Sabrina Martins Lage Cedrola scite author profile

In this study, three feather degrading bacterial strains were isolated from agroindustrial residues from a Brazilian poultry farm. Three Gram-positive, spore-forming, rod-shaped bacteria and were identified as B. subtilis 1271, B. licheniformis 1269 and B. cereus 1268 using biochemical, physiologic and molecular methods. These Bacillus spp. strains grew and produced keratinases and peptidases using chicken feather as the sole source of nitrogen and carbon. B. subtilis 1271 degraded feathers completely after 7 days at room temperature and produced the highest levels of keratinase (446 U ml(-1)). Feather hydrolysis resulted in the production of serine, glycine, glutamic acid, valine and leucine as the major amino acids. Enzymography and zymography analyses demonstrated that enzymatic extracts from the Bacillus spp. effectively degraded keratin and gelatin substrates as well as, casein, hemoglobin and bovine serum albumin. Zymography showed that B. subtilis 1271 and B. licheniformis 1269 produced peptidases and keratinases in the 15-140 kDa range, and B. cereus produced a keratinase of ~200 kDa using feathers as the carbon and nitrogen source in culture medium.

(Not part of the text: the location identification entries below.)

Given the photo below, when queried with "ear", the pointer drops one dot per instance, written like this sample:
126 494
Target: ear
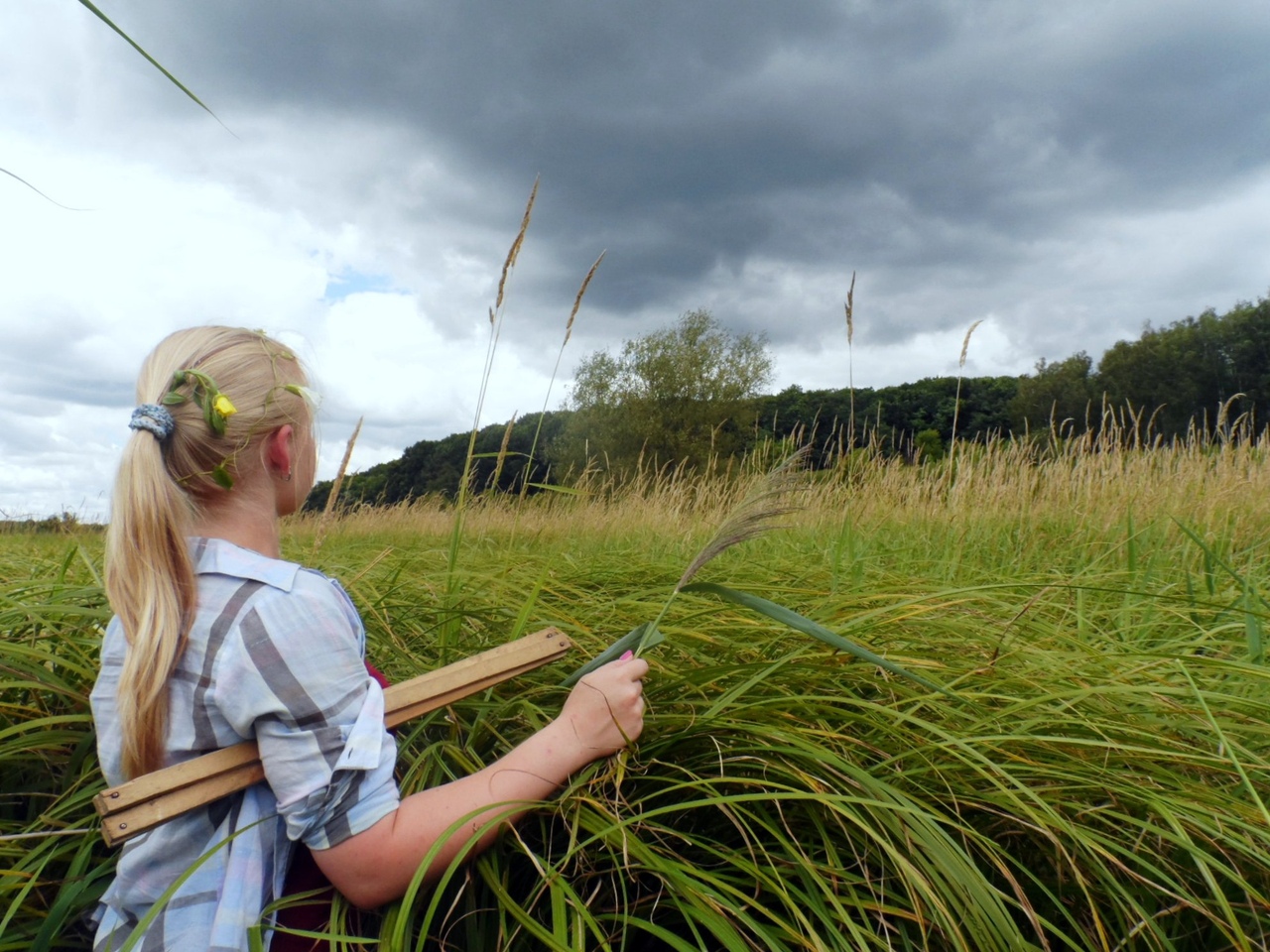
280 449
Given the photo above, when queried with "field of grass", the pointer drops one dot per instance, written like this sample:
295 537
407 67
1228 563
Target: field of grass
1093 778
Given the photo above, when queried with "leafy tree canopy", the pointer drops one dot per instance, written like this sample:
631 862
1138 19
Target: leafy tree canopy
683 394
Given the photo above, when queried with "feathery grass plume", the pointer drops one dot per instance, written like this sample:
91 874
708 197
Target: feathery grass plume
851 375
756 513
515 250
495 320
334 488
502 453
547 398
956 403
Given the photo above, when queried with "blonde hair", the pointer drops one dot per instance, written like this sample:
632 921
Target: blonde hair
160 488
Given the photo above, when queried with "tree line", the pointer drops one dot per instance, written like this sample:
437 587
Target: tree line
693 395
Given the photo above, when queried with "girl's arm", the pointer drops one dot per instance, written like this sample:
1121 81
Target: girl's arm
601 715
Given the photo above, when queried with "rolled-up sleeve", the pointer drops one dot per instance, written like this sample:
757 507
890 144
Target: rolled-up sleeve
298 683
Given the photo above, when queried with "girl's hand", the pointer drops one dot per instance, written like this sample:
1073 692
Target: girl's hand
604 711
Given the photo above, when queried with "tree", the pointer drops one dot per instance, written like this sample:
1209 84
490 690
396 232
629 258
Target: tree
1058 391
681 394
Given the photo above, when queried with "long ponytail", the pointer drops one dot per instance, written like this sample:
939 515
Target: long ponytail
163 483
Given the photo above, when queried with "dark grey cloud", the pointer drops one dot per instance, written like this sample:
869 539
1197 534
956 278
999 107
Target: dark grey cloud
925 143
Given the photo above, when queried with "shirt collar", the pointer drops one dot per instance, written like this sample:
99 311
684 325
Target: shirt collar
216 556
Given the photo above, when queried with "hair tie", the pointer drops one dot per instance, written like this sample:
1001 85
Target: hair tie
154 419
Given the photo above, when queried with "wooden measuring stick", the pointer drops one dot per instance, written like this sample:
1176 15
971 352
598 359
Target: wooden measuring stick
148 801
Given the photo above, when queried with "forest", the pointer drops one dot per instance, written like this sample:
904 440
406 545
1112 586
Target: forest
690 395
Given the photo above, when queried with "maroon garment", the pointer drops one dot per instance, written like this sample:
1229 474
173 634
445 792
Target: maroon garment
305 876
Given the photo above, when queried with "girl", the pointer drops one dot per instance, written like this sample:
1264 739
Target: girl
214 640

All peptidases and keratinases observed were inhibited by the serine specific peptidase inhibitor phenylmethylsulfonyl fluoride (PMSF). The optimum assay conditions of temperature and pH for keratinase activity were 40-50°C and pH 10.0 for all strains. For gelatinases the best temperature and pH ranges were 50-70°C and pH 7.0-11. These isolates have potential for the biodegradation of feather wastes and production of proteolytic enzymes using feather as a cheap and eco-friendly substrate.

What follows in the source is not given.